Fondateur de la psychologie comme science autonome en France. Né à Guingamp, élève de l'École normale supérieure, agrégé de philosophie en 1865, Ribot contesta la philosophie spiritualiste éclectique de son époque en soutenant l'épiphénoménisme du médecin aliéniste anglais Henry Maudsley (1835-1918) et en publiant un ouvrage intitulé La Psychologie anglaise contemporaine (1870). Docteur ès lettres en 1873 avec une thèse sur L'Hérédité psychologique, il fonde la Revue philosophique en 1875 et, soutenu par Taine et Renan, est chargé d'un cours de psychologie expérimentale à la Sorbonne (1885), jusqu'à ce qu'une chaire soit créée pour lui au Collège de France en 1888, chaire qu'il occupera jusqu'à sa retraite en 1896.

Ribot resta un théoricien et un philosophe, tout en prônant une psychologie expérimentale que lui-même ne pratiqua guère (ce sera, en France, l'œuvre de Piéron) ; il pensait, en effet, que la nature offre avec la psychopathologie des expériences toutes faites dont le penseur doit profiter. C'est pourquoi il suivit de près les travaux des neurologues et des psychiatres de son temps et poussa ses meilleurs élèves (Pierre Janet, Georges Dumas) à étudier la médecine. Les déductions qu'il obtint ainsi furent d'un haut intérêt.

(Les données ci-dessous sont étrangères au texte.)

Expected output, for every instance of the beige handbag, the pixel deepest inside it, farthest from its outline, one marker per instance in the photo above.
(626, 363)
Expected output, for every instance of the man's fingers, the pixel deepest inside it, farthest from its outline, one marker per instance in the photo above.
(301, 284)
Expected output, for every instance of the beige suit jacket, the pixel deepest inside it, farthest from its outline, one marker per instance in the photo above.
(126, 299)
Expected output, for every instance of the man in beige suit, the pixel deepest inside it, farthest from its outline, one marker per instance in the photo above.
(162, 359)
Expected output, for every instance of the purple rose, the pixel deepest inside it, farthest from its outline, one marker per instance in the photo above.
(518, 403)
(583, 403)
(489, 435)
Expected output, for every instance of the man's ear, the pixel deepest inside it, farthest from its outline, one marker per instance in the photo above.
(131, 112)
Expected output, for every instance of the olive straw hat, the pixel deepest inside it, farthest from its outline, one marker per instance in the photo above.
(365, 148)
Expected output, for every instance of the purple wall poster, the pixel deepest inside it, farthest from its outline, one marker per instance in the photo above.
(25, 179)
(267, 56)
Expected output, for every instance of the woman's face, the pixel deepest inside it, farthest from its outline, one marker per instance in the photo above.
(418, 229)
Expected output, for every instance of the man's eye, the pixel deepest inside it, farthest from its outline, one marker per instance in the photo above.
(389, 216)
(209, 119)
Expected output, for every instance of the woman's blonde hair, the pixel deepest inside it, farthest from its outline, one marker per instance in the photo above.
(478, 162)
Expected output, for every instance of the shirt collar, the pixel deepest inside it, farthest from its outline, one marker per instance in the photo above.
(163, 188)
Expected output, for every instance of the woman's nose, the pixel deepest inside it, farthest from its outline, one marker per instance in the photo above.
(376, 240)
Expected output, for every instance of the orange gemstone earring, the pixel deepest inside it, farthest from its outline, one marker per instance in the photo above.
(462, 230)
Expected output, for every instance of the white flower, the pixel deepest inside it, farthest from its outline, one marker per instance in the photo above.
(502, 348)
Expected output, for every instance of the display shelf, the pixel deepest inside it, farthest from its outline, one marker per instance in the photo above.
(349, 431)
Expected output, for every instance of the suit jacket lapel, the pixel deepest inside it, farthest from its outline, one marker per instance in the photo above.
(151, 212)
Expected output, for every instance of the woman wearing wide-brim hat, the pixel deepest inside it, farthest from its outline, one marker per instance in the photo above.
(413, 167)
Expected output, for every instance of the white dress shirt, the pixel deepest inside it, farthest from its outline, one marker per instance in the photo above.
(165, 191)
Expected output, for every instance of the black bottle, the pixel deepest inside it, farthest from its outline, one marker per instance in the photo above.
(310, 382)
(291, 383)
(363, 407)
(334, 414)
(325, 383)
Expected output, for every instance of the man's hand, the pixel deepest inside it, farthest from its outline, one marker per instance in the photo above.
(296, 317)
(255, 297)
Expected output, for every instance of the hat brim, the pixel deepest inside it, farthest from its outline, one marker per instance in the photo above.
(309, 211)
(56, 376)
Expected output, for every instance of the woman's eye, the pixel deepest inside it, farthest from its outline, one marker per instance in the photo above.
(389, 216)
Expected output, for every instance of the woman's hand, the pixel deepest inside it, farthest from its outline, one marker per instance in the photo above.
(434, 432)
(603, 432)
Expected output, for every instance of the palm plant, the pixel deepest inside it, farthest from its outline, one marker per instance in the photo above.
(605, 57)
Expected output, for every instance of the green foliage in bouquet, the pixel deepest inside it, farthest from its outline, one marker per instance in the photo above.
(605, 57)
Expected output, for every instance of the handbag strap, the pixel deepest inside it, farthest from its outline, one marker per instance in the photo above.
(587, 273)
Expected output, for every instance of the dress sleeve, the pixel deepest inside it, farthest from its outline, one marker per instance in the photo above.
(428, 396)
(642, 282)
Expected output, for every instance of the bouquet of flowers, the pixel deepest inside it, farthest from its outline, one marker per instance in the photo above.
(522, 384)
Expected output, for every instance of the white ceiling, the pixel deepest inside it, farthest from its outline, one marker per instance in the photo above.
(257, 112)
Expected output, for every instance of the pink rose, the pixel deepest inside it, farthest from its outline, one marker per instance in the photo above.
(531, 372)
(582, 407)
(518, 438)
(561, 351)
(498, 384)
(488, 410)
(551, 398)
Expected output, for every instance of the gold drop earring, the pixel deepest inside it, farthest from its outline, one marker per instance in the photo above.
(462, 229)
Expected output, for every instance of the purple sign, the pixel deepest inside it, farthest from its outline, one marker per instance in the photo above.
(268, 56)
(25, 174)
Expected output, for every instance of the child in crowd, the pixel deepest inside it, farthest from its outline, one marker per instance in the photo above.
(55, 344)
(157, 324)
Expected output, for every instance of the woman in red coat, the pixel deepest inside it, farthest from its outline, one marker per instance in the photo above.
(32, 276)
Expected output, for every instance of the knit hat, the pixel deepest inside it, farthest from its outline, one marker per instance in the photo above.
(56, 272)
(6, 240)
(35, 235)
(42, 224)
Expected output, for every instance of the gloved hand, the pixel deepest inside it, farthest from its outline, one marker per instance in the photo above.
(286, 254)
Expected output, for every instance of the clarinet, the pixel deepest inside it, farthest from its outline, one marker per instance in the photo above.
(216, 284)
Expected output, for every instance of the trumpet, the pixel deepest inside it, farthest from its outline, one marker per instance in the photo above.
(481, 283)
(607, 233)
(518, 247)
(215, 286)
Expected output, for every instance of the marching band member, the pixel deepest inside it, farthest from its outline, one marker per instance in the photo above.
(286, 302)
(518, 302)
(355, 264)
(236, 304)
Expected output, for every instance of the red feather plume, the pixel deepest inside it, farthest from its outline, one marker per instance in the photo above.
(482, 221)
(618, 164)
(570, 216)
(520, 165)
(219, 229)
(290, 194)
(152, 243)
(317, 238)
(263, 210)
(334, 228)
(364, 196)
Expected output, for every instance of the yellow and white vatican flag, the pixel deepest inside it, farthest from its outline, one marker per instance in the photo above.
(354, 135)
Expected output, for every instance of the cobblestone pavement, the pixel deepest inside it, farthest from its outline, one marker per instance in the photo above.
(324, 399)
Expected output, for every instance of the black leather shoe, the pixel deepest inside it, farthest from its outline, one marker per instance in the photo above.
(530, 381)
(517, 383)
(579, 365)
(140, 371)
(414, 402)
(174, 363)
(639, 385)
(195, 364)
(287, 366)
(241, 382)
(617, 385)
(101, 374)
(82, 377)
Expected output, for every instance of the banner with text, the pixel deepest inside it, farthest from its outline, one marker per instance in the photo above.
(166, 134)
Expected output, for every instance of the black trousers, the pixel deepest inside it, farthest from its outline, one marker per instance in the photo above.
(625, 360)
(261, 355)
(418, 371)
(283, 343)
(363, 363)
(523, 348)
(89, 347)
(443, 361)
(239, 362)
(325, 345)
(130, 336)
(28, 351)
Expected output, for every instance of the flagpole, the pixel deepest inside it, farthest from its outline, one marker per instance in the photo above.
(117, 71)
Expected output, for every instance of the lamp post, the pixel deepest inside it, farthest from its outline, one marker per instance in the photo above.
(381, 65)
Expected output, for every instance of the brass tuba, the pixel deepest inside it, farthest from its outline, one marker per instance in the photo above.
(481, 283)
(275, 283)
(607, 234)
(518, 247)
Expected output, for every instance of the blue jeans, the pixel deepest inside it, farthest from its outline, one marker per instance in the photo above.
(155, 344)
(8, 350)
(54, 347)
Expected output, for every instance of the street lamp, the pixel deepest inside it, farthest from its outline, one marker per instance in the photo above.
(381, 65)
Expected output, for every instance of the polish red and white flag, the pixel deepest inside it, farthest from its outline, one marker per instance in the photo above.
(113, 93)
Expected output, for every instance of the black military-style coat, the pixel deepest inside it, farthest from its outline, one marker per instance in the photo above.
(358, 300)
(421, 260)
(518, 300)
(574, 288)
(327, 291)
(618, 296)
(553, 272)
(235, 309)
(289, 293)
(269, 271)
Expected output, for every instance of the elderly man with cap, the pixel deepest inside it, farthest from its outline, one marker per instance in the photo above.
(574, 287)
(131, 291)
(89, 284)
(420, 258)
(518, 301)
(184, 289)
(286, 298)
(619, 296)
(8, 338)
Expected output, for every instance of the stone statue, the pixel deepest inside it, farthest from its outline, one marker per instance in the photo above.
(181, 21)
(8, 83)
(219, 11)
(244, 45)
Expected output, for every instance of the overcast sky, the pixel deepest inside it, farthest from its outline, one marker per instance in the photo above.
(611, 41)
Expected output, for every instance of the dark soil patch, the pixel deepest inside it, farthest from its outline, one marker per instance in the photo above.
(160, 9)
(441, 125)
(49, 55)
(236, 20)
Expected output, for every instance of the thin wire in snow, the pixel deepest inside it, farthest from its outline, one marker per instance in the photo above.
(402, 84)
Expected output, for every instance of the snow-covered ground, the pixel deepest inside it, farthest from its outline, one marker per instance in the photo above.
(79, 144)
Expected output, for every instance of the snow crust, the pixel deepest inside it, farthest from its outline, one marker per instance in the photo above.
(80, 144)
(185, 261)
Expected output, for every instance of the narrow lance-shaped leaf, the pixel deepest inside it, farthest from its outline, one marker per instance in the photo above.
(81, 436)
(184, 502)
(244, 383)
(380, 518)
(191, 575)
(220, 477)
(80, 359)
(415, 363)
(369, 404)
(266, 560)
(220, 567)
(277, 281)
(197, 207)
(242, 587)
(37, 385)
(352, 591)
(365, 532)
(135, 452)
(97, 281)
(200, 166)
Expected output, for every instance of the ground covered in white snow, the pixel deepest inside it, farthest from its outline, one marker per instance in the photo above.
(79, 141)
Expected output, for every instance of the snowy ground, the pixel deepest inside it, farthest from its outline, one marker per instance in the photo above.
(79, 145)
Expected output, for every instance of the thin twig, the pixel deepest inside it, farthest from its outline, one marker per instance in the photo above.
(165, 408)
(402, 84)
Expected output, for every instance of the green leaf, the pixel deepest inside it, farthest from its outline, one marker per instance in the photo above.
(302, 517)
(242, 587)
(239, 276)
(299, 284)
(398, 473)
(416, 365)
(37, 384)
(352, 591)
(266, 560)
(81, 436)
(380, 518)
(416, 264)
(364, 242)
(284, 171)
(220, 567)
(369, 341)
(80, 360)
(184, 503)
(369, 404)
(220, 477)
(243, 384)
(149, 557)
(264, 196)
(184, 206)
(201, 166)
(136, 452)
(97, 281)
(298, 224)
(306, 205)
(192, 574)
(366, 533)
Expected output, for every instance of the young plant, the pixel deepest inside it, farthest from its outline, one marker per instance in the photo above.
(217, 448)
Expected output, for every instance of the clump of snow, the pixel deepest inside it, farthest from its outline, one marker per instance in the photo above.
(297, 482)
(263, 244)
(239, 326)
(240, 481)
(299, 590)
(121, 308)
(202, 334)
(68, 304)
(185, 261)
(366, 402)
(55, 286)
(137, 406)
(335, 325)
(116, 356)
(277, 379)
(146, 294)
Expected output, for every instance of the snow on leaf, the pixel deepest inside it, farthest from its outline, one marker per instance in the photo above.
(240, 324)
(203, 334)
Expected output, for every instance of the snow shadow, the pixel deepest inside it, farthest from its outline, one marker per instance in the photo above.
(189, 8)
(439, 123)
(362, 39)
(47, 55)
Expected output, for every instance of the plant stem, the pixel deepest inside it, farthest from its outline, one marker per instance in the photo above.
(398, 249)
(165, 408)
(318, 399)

Il transposa notamment les conceptions hiérarchiques neurophysiologiques de H. Jackson en une doctrine hiérarchique psychophysiologique de la personnalité, leçon que retiendront von Monakow et Mourgue, Claude, H. Ey et dans une certaine mesure Freud. C'est la maladie mentale qui, en dissolvant les fonctions normales, fait apparaître les hiérarchies sous-jacentes ; on appelle encore « loi de Ribot » le processus de la perte de mémoire, processus qui descend de l'instable au stable (Les Maladies de la mémoire, 1881). Dans sa Psychologie des sentiments (1896), Ribot affirme, indépendamment de Freud, la primauté de la vie affective et des tendances inconscientes ; dans Les Maladies de la volonté (1883), dans La Psychologie de l'attention (1889) et dans La Vie inconsciente et les mouvements (1914), il pousse, avec beaucoup de subtilité et une remarquable documentation, son épiphénoménisme jusqu'aux limites du matérialisme ou d'un déterminisme que ne désavoueraient pas les béhavioristes : l'attention est une réaction motrice déterminée par l'intérêt ; les tendances sont des mouvements en puissance ; la volonté n'est qu'un fait physiologique accompagné de conscience. Quant à la mémoire, « elle est par essence un fait biologique et par accident un fait psychologique », affirmation qui provoqua un livre capital de Bergson (Matière et mémoire, 1896).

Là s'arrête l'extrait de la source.